There are two versions of samosas, the traditional Indian pastry. The keema samosa, filled with ground beef, is the better of the two and one of the few beef dishes on the extensive menu. The spiced potato and vegetable version (milijuli sabzi samosa) doesn't have the intense flavoring of the beef variety.

The tandoori special platter, another appetizer, is a way to sample the variety of foods cooked in that style: tandoori chicken, chicken tikka, tandoori shrimp and two types of minced meat kebab. These items, most of which are marinated in a yogurt sauce, retain their moisture in the intense heat of the tandoor. The tandoori chicken, served on the bone, is flavorful, but the boneless murgh tikka (murgh means chicken) is even better. It has a rich orange color from the spices in the marinade, which permeate the chunks of tender white meat and give them a slightly pungent juiciness. These same chunks of chicken are married with a tomato-based gravy for the succulent murgh makhan masala (butter chicken).

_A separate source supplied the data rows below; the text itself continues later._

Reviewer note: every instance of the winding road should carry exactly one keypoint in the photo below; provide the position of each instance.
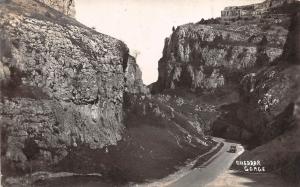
(210, 170)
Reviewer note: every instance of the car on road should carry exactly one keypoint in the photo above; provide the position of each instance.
(232, 149)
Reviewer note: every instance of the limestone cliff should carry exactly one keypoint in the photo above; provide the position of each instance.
(65, 6)
(73, 100)
(247, 70)
(62, 85)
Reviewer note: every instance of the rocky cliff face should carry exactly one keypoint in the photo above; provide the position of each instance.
(246, 69)
(65, 6)
(72, 99)
(62, 85)
(242, 61)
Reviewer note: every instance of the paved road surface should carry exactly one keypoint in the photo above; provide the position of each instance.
(216, 166)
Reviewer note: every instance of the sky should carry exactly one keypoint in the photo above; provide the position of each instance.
(144, 24)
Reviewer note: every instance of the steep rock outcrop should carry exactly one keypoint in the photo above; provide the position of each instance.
(245, 58)
(208, 56)
(248, 69)
(133, 78)
(62, 85)
(65, 6)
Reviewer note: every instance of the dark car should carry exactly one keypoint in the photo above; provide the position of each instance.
(232, 149)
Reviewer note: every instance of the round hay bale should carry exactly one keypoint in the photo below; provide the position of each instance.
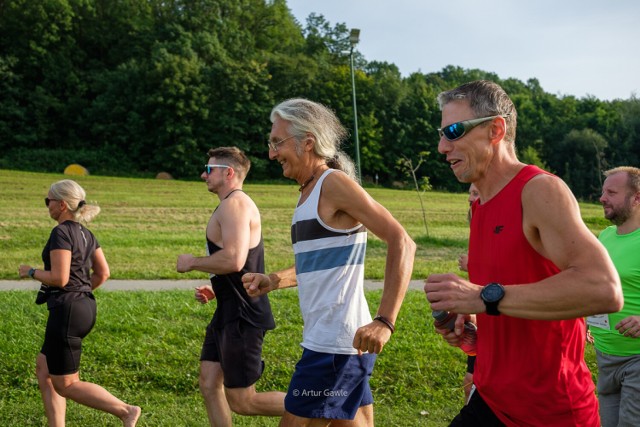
(164, 175)
(76, 169)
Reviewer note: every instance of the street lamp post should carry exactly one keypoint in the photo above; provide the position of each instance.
(354, 37)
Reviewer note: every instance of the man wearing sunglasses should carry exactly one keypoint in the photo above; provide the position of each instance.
(231, 357)
(340, 340)
(535, 270)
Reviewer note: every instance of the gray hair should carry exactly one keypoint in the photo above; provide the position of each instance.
(311, 117)
(486, 99)
(74, 196)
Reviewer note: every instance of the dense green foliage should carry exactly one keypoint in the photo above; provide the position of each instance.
(145, 345)
(135, 87)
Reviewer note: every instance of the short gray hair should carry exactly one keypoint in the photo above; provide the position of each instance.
(486, 99)
(74, 196)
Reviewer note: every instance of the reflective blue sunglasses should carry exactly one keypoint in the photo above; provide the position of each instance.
(457, 130)
(209, 168)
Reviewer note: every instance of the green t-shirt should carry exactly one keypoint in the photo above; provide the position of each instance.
(624, 251)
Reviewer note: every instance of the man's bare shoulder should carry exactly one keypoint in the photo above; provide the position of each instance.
(544, 186)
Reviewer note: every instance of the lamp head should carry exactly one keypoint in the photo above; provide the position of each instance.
(354, 37)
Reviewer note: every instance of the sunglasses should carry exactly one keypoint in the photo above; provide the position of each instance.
(48, 200)
(273, 145)
(457, 130)
(209, 168)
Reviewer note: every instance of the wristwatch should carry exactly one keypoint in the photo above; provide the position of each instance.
(491, 295)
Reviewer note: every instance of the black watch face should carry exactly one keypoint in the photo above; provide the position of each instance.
(492, 292)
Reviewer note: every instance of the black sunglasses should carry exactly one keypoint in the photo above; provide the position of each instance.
(47, 200)
(457, 130)
(209, 168)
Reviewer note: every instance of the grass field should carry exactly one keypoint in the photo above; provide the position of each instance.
(145, 224)
(145, 346)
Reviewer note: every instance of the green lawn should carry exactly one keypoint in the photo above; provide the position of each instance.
(145, 346)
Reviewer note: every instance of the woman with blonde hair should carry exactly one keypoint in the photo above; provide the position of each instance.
(74, 265)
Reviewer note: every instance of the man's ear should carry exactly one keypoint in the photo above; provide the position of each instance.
(309, 142)
(497, 130)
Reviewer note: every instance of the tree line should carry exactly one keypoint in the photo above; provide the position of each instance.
(135, 87)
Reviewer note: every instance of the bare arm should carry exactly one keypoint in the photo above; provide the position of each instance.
(60, 269)
(259, 284)
(553, 226)
(100, 268)
(234, 220)
(587, 283)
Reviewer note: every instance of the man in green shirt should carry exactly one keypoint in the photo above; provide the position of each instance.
(617, 335)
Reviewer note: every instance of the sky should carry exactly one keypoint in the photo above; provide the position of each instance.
(573, 47)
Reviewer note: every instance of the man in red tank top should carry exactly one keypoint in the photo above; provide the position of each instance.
(535, 270)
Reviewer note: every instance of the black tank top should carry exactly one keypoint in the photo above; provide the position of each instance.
(233, 300)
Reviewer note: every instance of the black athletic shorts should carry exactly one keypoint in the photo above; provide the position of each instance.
(238, 348)
(476, 413)
(68, 323)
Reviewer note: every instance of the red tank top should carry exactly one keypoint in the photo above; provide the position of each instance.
(530, 372)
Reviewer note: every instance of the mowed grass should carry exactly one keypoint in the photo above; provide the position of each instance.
(145, 346)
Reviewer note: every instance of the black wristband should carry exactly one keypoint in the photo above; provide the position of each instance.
(386, 321)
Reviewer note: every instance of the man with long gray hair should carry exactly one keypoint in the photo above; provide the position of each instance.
(329, 233)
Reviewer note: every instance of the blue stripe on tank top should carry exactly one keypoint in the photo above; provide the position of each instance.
(325, 259)
(311, 229)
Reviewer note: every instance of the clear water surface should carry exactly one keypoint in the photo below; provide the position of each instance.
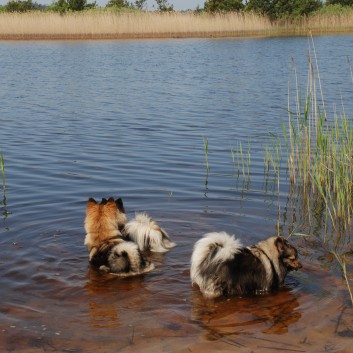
(128, 119)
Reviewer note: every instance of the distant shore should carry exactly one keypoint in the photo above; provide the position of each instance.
(145, 25)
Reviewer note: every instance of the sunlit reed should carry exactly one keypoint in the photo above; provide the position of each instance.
(107, 24)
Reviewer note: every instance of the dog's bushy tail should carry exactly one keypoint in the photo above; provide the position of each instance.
(126, 259)
(209, 252)
(147, 234)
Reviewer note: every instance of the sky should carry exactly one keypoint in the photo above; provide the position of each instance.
(177, 4)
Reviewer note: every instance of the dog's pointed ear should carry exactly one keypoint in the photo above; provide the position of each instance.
(91, 200)
(120, 205)
(281, 244)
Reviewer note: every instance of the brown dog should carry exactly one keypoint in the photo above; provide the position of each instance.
(103, 223)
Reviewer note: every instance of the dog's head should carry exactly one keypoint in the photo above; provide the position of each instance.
(104, 219)
(288, 254)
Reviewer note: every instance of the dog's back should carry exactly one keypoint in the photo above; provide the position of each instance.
(221, 266)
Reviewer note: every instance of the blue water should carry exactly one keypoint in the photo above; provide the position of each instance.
(129, 119)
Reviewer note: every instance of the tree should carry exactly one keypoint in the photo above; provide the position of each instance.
(276, 9)
(118, 3)
(340, 2)
(163, 5)
(223, 5)
(140, 4)
(21, 6)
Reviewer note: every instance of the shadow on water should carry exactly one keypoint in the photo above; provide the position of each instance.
(270, 314)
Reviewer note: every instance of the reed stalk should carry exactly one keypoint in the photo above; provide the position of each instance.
(343, 267)
(205, 148)
(2, 169)
(320, 153)
(101, 23)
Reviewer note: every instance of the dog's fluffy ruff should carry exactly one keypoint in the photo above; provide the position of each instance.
(123, 259)
(221, 266)
(213, 248)
(147, 234)
(102, 222)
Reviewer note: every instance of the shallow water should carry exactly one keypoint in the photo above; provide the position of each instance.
(128, 119)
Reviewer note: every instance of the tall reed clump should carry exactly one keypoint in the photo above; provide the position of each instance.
(320, 159)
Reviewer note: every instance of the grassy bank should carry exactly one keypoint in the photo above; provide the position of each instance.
(110, 25)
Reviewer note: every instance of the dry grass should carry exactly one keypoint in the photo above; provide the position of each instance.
(127, 25)
(105, 24)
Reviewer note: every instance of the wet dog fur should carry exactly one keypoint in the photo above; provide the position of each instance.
(221, 266)
(103, 223)
(122, 258)
(115, 245)
(147, 234)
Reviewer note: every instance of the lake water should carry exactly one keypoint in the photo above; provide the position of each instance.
(129, 119)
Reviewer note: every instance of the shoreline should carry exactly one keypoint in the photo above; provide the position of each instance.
(111, 26)
(175, 35)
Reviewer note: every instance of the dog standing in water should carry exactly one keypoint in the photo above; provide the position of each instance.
(115, 245)
(221, 266)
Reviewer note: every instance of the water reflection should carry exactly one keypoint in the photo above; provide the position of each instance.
(108, 296)
(269, 314)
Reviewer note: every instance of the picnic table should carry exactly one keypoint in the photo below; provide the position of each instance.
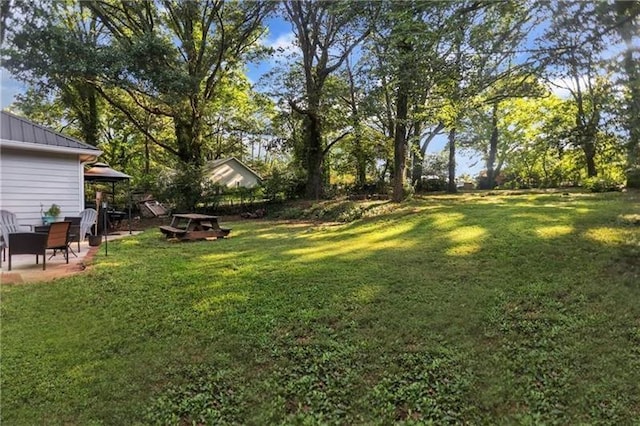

Although all of the dishes are listed by their Punjabi names, Abida Wahla explained that each word translates literally. Tawa murgh masala, a dish of spiced chicken, is cooked in a skillet, or tawa.

But the joys of Tandoori Village aren't limited to treats from the tandoor. The karahi gosht, available with or without the bone, is marinated bits of lamb, cooked with sliced red onions and fine slivers of ginger and garlic, that give off a heady perfume as the dish arrives at the table. And it tastes as good as it smells. Like most of the dishes, it's served with clove-accented basmati rice that is a treat in itself.

There are at least 10 vegetable dishes, including preparations of chickpeas, kale and spinach, potatoes and cauliflower and lentils. The bhindi dopiaza, an okra dish, is not the least bit slimy. It is prepared with a tomato and onion masala sauce that is earthy and almost sweet at the same time.

And then there are the breads, another glory from the tandoor. These aren't dainty rounds, but great slabs, steaming hot and flavored with onion or green chili and coriander. It's hard not to just concentrate on the eight kinds of bread.

Although some of the servers have difficulty with English, ask for explanations and one of the Wahlas is apt to arrive to help decipher the menu. Afzal Wahla and his family have a long history of serving English speakers; the family formerly owned three Punjabi restaurants in Scotland. Afzal and Abida Wahla have been in this country for about seven years and have owned several Bagels shops in the area, including a current location in Ashburn.

In addition to the a la carte menu, Tandoori Village serves a luncheon buffet during the week, a brunch buffet on weekends with dishes including halwa, puri, pratha and haleem, and will even prepare a complete meal for carryout.